The VPAG scheme effectively caps the amount by which annual NHS spending on branded medicines can increase per year. For any amount over that, companies are required to pay back sales to the NHS. However, payback rates could change dramatically by year, and a surge in drug sales in recent times led to rebate levels increasing to 22.9% in 2025.
Wood says that currently the UK is a “huge outlier” in terms of VPAG, and that the ABPI would like rebate rates to remain within “single digits” to align with its European neighbours. However, Gainsbury calls for closer examination of the factors that lead to higher-than-expected sales.
She adds that new drugs are exempt from rebates for the first three years under that current VPAG scheme, at which point hefty research and development (R&D) costs are, on average, recouped.

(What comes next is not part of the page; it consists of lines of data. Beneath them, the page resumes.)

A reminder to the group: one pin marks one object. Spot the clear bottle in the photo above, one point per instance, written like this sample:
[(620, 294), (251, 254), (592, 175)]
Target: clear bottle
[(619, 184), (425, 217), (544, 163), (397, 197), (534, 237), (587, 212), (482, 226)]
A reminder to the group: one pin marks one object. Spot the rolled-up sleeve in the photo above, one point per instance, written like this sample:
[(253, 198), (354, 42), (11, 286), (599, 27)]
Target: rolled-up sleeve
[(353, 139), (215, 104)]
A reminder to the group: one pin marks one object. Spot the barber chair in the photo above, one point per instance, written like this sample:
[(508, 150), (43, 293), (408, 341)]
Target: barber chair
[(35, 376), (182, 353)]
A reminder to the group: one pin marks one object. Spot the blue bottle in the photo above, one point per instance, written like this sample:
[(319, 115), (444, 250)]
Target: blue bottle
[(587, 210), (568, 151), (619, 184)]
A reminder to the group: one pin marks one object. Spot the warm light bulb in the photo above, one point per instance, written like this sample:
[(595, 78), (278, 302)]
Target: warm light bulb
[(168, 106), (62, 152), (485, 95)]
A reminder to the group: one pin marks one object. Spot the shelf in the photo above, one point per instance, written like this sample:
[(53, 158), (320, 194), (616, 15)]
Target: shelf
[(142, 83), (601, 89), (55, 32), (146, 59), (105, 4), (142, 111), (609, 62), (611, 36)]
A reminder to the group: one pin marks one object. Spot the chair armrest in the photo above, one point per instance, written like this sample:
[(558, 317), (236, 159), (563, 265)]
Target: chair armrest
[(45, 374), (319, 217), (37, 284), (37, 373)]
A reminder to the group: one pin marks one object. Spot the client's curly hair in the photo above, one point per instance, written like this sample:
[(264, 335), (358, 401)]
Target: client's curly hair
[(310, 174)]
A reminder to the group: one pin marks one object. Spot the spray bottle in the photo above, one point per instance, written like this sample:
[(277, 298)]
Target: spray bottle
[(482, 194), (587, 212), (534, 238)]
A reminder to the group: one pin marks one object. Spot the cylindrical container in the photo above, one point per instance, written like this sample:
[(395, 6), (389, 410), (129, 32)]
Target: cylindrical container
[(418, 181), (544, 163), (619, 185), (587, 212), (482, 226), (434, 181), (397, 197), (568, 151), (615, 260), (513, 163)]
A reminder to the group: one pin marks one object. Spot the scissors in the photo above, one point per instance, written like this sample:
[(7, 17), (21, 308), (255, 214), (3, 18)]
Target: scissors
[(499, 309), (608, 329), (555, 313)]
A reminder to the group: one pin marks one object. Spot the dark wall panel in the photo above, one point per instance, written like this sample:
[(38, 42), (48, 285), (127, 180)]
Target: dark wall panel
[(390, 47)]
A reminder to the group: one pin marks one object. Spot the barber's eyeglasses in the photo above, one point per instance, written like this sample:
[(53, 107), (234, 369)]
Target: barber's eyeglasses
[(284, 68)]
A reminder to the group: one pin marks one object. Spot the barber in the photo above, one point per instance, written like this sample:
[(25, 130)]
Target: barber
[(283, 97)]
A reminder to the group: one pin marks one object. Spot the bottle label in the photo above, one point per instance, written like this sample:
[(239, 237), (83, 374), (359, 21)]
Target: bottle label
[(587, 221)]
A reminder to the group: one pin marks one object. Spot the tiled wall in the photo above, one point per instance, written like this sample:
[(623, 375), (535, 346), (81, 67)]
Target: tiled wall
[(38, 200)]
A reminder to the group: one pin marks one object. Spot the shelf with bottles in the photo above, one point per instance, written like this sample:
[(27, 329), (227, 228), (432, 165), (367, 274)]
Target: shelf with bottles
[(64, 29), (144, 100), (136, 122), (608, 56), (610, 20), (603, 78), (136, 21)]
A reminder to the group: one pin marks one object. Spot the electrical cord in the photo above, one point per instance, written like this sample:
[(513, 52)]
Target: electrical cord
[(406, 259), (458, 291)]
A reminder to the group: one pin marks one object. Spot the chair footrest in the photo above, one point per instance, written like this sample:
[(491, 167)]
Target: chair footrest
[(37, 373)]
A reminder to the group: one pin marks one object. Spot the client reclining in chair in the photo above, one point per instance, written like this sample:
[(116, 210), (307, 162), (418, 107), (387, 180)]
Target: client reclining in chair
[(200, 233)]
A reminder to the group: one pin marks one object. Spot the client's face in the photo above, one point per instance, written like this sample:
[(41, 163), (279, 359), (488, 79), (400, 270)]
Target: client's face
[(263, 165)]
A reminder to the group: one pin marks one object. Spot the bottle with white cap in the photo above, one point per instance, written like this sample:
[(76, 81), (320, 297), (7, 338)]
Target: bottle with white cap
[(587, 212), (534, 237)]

It is argued that the VPAG scheme can help counterbalance industry’s market dominance while patents remain in place.
On the other hand, ABPI reasons that a cap on branded medicine spending means that any increase in the overall NHS budget is not reflected as greater investment in new drugs. As a result, the proportion of the overall NHS budget spent on branded medicines has decreased over time, says Wood.
The bigger picture
Torreele says that the pharmaceutical industry should focus less on products that can be “maximally monetised” and more on delivering drugs that can improve people’s lives and be affordable to public health systems.
Gainsbury also notes that evidence suggests there is no direct link between what a local market pays for a drug and where R&D investments are directed. Rather, investment is dictated by local policy, tax breaks and government grants.
Nonetheless, the UK biopharma industry has been lobbying for changes to cost-effectiveness assessment for years, a move which they say will attract investment from industry and drive economic growth that can then be invested back in the UK. In recent years, the UK appears to be sinking in global rankings for pharma investment and research, according to reports by the ABPI.
“We want to attract the global pharmaceutical industry. We want them to invest in the country. We want them to bring their medicines here,” says Wood.